Christopher Wray

Domestic Intelligence Mounts Last Ditch Defense of Warrantless Search

Christopher Wray is going totally spastic over the possibility he could lose his beloved warrantless search authority. Section 702 of the Foreign Intelligence Surveillance Act isn’t popular with conservatives. Centrist Democrats don’t like it much either. While both extremes of rubber stamping it as it stands and ditching it altogether are equally unlikely, there’s a good chance that Feds will need to ask for a warrant from here on out. Wray’s last ditch effort was to send his staffers scrambling to leak to the press. They cherry picked some cases they couldn’t have cracked if they had to get a warrant first.

Secret search controversy

Hardcore Freedom Caucus members are insisting that “a warrant requirement” has to be added for clandestine search queries. The House will be focusing their attention on the re-authorization of FISA Section 702, which lets the feds spy on U.S. citizens with contacts outside the country.

Big brother would have much better chances of keeping that provision out if the feds hadn’t been caught weaponizing the system to illegally frame Donald Trump and his political associates.

At the end of the day, we’ve got to make sure that our government can’t keep spying on us citizens without a warrant,” Virginia lawmaker Bob Good insists. They were using the classified database like Google search.

Simply put, anonymous bureaucrats have abused this tool that was intended for supporting surveillance of threats to spy on American citizens.

The feds weren’t simply spying on Donald Trump without a legal search warrant, they used the provision against anyone they didn’t like including COVID denying doctors and independent journalists.

The entire provision was supposed to fade into the sunset long ago but Democrat efforts have kept it alive.
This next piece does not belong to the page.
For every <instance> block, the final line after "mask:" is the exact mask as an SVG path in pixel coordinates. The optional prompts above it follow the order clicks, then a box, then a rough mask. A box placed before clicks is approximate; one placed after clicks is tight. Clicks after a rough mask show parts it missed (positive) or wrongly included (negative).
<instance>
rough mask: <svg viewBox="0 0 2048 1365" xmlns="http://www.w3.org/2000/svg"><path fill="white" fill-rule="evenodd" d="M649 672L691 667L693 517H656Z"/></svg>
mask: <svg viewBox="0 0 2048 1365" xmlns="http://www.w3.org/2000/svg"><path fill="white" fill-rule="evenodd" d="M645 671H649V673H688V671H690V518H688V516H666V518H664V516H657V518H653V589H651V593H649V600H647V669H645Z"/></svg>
Time and again it’s come up for a review and extended a few more months without major changes.

 

Two competing solutions

The House Intelligence Committee has been working on one package and the Judiciary Committee on another. They’re having a hard time making them match. Right now, the intelligence panel’s version seems to be gaining the most traction.

That bill “includes numerous reforms for the FBI, the agency found to have most frequently improperly queried the 702 database, but does not include a warrant requirement.” Instead of requiring a warrant, it “severely limits the number of FBI personnel who can approve an agent’s search.

That’s not going to make it all the way through. The general consensus is to adopt a generic version, then doctor it up with à la carte amendments. A warrant requirement is expected to be top of the list.

Staffers have Politico convinced that the Federal Bureau of Instigation would be handcuffed into impotence if they had to get a search warrant, even from a secret court. That’s a load of crap, Arizona’s Andy Biggs declares.

The narrative from some on the other side is if you have warrants, if you require a warrant for a query, you will kill law enforcement and you will be responsible for dastardly deeds.

He’s already on the record suggesting all sorts of exceptions for when the feds can get an emergency search in without a warrant. You can expect a heated battle over the subject, that’s for sure.